- Theatrical release poster
- Directed by: René Clément
- Written by: Jean Aurenche Pierre Bost
- Based on: Les Jeux Interdits by François Boyer
- Produced by: Robert Dorfmann
- Starring: Georges Poujouly Brigitte Fossey Amédée
- Cinematography: Robert Juillard
- Edited by: Roger Dwyre
- Music by: Robert de Visée and anon, music performed by Narciso Yepes
- Production companies: Silver Films Metro-Goldwyn-Mayer
- Distributed by: Les Films Corona Loew's Inc. (USA)
- Release dates: 9 May 1952 (France); 8 December 1952 (USA);
- Running time: 86 minutes
- Country: France
- Language: French
- Box office: $36.8 million

= Forbidden Games =

Forbidden Games (Jeux Interdits) is a 1952 French war drama film directed by René Clément and based on François Boyer's novel Les Jeux Interdits.

While not initially successful in France, the film was a hit elsewhere. It won the Golden Lion at the Venice Film Festival, a Special Award as Best Foreign Language Film in the United States, and a Best Film from any Source at the British Academy Film Awards.

==Plot==
It is June 1940, during the Battle of France. After five-year-old Paulette's parents and pet dog die in a German air attack on a column of refugees fleeing Paris, the traumatized child meets 10-year-old Michel Dollé whose peasant family takes her in. She quickly becomes attached to Michel. The two attempt to cope with the death and destruction that surrounds them by secretly building a small cemetery among the ruins of an abandoned watermill, where they bury her dog and start to bury other animals, marking their graves with crosses stolen from a local graveyard, including one belonging to Michel's brother. Michel's father first suspects that Michel's brother's cross was stolen from the graveyard by his neighbour. Eventually, the father finds out that Michel has stolen the cross.
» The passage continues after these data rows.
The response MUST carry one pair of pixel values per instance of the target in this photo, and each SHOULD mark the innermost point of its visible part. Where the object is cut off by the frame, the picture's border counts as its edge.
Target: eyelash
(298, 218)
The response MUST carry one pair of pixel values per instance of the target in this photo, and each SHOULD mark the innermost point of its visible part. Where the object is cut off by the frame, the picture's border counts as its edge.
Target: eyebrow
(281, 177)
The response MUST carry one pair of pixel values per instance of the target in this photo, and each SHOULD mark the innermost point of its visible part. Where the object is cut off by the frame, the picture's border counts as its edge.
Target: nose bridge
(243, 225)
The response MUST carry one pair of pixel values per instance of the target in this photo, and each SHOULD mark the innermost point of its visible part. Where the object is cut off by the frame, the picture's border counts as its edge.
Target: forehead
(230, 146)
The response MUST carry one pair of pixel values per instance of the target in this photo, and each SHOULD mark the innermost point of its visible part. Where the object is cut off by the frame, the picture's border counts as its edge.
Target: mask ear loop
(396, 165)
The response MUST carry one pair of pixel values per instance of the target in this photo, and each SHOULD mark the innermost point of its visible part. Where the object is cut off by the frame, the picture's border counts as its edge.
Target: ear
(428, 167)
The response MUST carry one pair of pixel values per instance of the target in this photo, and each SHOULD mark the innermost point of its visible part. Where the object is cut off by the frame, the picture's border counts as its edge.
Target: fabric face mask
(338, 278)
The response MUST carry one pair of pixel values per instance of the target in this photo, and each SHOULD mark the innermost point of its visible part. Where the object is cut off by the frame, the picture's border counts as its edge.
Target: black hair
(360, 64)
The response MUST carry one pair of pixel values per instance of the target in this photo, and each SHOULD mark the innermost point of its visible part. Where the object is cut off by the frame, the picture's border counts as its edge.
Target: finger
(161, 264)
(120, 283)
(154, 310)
Meanwhile, the French gendarmes come to the Dollé household in order to take Paulette. Michel cannot bear the thought of her leaving and tells his father that he would tell him where the stolen crosses are, but in return he should not give Paulette to the gendarmes. When his father doesn't keep his promise, Michel destroys the crosses by throwing them into the stream. Paulette ends up going to a Red Cross camp, but at the end of the film is seen running away into a crowd of people in the camp, crying for Michel and then for her mother.

==Reception==
The film was widely praised among critics, whose "howling protests" were heard at the 1952 Cannes Film Festival where it was not an "official entry of France"; instead, it was "screened on the fringe of the Competition."

The film was entered into competition at the 13th Venice International Film Festival; festival organizers at first considered the film ineligible because it had been screened at Cannes; it ended up receiving the Golden Lion, the Festival's highest prize.
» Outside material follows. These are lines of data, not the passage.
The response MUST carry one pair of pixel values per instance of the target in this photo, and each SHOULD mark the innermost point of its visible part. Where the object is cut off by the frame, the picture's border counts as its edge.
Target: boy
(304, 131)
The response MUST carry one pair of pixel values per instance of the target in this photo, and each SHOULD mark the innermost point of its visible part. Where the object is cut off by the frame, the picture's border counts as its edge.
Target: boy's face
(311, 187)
Upon its release, it was lambasted by some, who said it was a "vicious and unfair picture of the peasantry of France"; in France, 4,910,835 theater tickets were sold, making it the most successful film at the French box office in 1952. Following its December 1952 release in the United States, Bosley Crowther called it a film with "the irony of a Grand Illusion, the authenticity of a Harvest and the finesse of French films at their best"; according to Crowther, the film is a "brilliant and devastating drama of the tragic frailties of men, clear and uncorrupted by sentimentality or dogmatism in its candid view of life."

At the 25th Academy Awards, Forbidden Games won an out-of-competition Special Award as Best Foreign Language Film. In December 1952, at the 24th National Board of Review Awards it was chosen as one of that year's five top foreign films. At the 1952 New York Film Critics Circle Awards, it won for Best Foreign Language Film.

In 1954, it was BAFTA's Best Film from any Source; in 1955, at the 27th Academy Awards, François Boyer was nominated for an Academy Award for Best Story; Philip Yordan won, for his work on Broken Lance.

Decades after its release, David Ehrenstein called it "deeply touching" and wrote: "Fossey's is quite simply one of the most uncanny pieces of acting ever attempted by a youngster. Clément’s sensitivity doubtless accounts for much of what we see here, but the rest is clearly Fossey’s own."

Forbidden Games has an approval rating of 100% on review aggregator website Rotten Tomatoes, based on 19 reviews, and an average rating of 8.8/10.

Roger Ebert added the film to his Great Movies collection in 2005, writing: "Movies like Clement's "Forbidden Games" cannot work unless they are allowed to be completely simple, without guile, transparent. Despite the scenes I have described, it is never a tear-jerker. It doesn't try to create emotions, but to observe them."

==Soundtrack==
The main theme of the soundtrack is a guitar arrangement of the melody "Romance," performed by Narciso Yepes.

==Home media==
Forbidden Games was released on Laserdisc in 1988 by Criterion Collection (under license of Turner and MGM/UA Home Video), who later also released it on DVD in 2004 by license of Warner Bros. and Turner Entertainment Co.